Balhaaz quedó paralizado.

—Debemos partir.

—Debemos hacer mi voluntad —contestó Balhaaz—. ¿Ves de nuevo? ¿Cómo lo sabes?

—Después del destello, los hechos se me presentan más claros que nunca. Majestad, Roma amenaza por el oeste. Si seguimos en Nisa, Melosh alcanzará el trono de Ctesifonte… y las guerras externas e internas, consumirán el imperio. No somos los únicos que han visto las señales. El enemigo hará lo que esté en su mano para sembrar el caos y detener el advenimiento.

—Melosh… Debí matarlo cuando tuve oportunidad. Fui débil.

—No fue la debilidad la que impidió que el Rey David matara a Saúl cuando tuvo la oportunidad. Fue la grandeza, que lo mantuvo obediente a la voluntad de Dios. Majestad… debemos partir.

—¿Doce años encerrado en este agujero y ahora tienes prisa por marchar?

—Los cielos se han abierto, el fuego se ha extinguido. Los Magí se han ido a otro templo buscando la presencia de Dios. Allí no la encontrarán.

—Así que al final, vuestro Dios os ha abandonado.

—No. Lo he visto. Más allá de nuestras fronteras, atravesando la gran meseta, cruzando los Montes Zagros, dejando atrás el valle del Tigris y Éufrates, se ha encendido un fuego nuevo y eterno. Pronto inundará la tierra y su luz no tendrá fin. Los querubines tocan sus instrumentos, los pueblos cantan, el mundo entero querrá asomarse a través del portal al mayor y más majestuoso palacio que se haya conocido jamás. Muy pocos han sido invitados. Entre ellos… tú.

Balhaaz callaba.

—El enemigo sabe que iremos y querrá impedirlo a toda costa. Si permanecemos juntos… llegaremos.

—¿Y qué se supone que debemos hacer allí?

—Lo que todo Magí ansía. Humillarse ante el fuego, reconocer en él la presencia de Dios y quemar aromas para purificar el lugar.

—¡Estás loco! No has recuperado la vista ¡has enloquecido!

—Dijo Jeremías: a todo lo que yo te envíe, irás… declara el Señor.

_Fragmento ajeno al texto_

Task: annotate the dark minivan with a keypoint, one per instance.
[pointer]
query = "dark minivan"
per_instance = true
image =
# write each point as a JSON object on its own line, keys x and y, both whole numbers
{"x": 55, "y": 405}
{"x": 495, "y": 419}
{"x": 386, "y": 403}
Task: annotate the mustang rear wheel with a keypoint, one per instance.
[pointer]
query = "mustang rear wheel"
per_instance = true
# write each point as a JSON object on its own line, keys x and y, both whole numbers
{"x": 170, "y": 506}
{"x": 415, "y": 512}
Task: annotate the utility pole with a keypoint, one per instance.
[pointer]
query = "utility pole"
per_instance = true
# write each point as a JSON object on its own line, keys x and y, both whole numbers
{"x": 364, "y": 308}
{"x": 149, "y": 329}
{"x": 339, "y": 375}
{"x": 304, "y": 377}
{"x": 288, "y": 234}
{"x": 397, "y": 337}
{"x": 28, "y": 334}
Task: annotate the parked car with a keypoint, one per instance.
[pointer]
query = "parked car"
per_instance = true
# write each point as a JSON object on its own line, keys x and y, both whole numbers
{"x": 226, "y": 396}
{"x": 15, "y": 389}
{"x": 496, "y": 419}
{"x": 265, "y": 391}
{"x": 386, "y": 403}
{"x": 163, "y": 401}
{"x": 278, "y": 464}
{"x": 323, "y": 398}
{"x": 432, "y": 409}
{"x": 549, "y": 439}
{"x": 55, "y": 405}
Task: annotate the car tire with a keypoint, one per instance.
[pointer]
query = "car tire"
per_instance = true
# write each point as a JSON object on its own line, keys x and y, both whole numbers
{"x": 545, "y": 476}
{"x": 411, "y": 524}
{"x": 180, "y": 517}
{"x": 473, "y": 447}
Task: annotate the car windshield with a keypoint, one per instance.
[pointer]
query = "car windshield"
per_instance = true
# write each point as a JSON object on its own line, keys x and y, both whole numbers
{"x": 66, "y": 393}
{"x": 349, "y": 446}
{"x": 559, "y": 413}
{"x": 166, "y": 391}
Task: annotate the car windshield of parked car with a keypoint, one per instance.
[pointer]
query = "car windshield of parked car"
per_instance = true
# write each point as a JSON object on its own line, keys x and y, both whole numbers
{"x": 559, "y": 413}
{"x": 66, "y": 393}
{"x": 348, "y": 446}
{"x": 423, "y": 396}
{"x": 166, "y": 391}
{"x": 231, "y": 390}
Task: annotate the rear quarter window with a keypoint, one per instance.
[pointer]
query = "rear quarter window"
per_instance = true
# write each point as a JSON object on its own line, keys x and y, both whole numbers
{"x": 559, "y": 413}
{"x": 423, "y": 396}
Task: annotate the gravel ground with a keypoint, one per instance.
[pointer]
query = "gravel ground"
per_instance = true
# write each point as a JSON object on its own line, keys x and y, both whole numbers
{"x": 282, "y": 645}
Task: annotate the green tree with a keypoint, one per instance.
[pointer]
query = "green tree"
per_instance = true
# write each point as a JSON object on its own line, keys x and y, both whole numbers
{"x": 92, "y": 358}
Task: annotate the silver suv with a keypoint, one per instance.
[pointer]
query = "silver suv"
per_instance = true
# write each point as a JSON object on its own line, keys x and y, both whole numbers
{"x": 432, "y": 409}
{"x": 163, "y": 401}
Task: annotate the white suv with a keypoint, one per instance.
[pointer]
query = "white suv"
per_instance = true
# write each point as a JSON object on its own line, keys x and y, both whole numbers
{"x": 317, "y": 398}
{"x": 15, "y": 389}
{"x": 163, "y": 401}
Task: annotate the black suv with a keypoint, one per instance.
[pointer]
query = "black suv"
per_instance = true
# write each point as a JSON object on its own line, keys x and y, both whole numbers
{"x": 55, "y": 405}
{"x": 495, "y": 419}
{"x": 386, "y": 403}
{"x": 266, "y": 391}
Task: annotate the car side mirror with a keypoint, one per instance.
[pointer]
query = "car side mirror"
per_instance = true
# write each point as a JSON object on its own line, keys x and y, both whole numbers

—No te encierro aquí mismo y le prendo fuego a todo porque… porque…

—¿Por qué?

—Coge tus cosas, te vienes conmigo. Jamás pronuncies una sola palabra sin que yo te lo pida. Salimos en dos días. El Rey vuelve a Ctesifonte. Olvídate del fuego y del palacio de tu imaginación. En unas semanas sabrás lo que es un palacio de verdad.